Many of you probably already know this story, thanks to the convenience and ease of posting news worthy tid bits of info on that little menace of an invention we like to call "the Facebook", or from my recent updating of Sister Rin's blog, or coupled with the fact that this very incident was the focus of me bearing (and bawling my eyes out--I'm such a cliche :)) my testimony in church about it on Sunday, but I want to record the awesomeness of the whole experience so that I may never forget it.

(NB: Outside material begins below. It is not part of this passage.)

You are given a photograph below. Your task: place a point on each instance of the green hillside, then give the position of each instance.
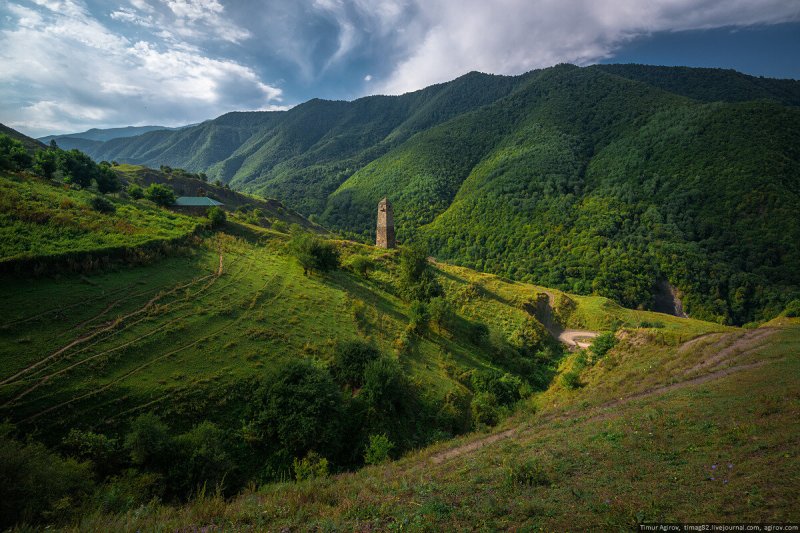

Last Tuesday morning (November 1, 2011), 5:30am came especially early, it seemed, and after having somewhat of a restless night, I did not wake up my usual chipper self. I worried myself awake several times about going to the Provo temple on Tuesday, Corinne's P-day, and whether it was ok or not. She didn't know I was coming, but I did, and I wanted it to be alright with the Lord. And, as a result of this worry, I totally stressed the whole time I was at the temple (what a waste! something to change for sure), and although the Spirit was a calming influence as always, I was distracted by feelings of guilt and inadequacy while completing the ordinance. I must say that I love going to the temple with my mom. She picks me up at home, drives all the way from Springville, and we get to chat and enjoy each other's company one-on-one for a few precious hours. My mom is definitely one of my heroes, and I cherish getting to spend alone time with her. She makes me feel so loved and special. Anyway, we dressed and went out to add some names to the prayer roll, as we usually do, and then walked toward the temple entrance/exit. I was looking down for some reason, and when I looked up I saw a woman at the recommend desk, and the woman saw me and said "Mom!" It was my Corinne!! I could not believe it. She came to me and we gave each other a good long hug and I asked her "How are you?!" And she answered, "I am good, but I am not supposed to talk to you right now." So I said "Ok" and she went to hug my mom, while I spoke for a moment with the other sisters she was with. Unfortunately, her current companion, Sister Dub ("W" from Washburn), wasn't with her that morning, but I had fun meeting the other sisters and painfully regret not hugging each of them as their mothers surely would have LOVED to do! Drat! Hurry, go hug some missionaries, of your same gender and if it doesn't break any mission rules of course, right now! I got to spend several minutes staring and smiling at my beautiful daughter from a close distance, and I left the temple feeling like I was on cloud nine. My mom told me on the way to the car that she had prayed before picking me up, and she had asked Heavenly Father that we might see Corinne if it was right. My mom rocks! I hope you enjoy this experience as much as I have, and that it helps you appreciate the tender mercies and blessings that God showers down upon his children every single day of their lives.
2 comments:
That is super cool!
This has me crying this morning...and I've heard the story a couple of times. Darn hormones.
There is almost nothing better than seeing family in the temple. I love it.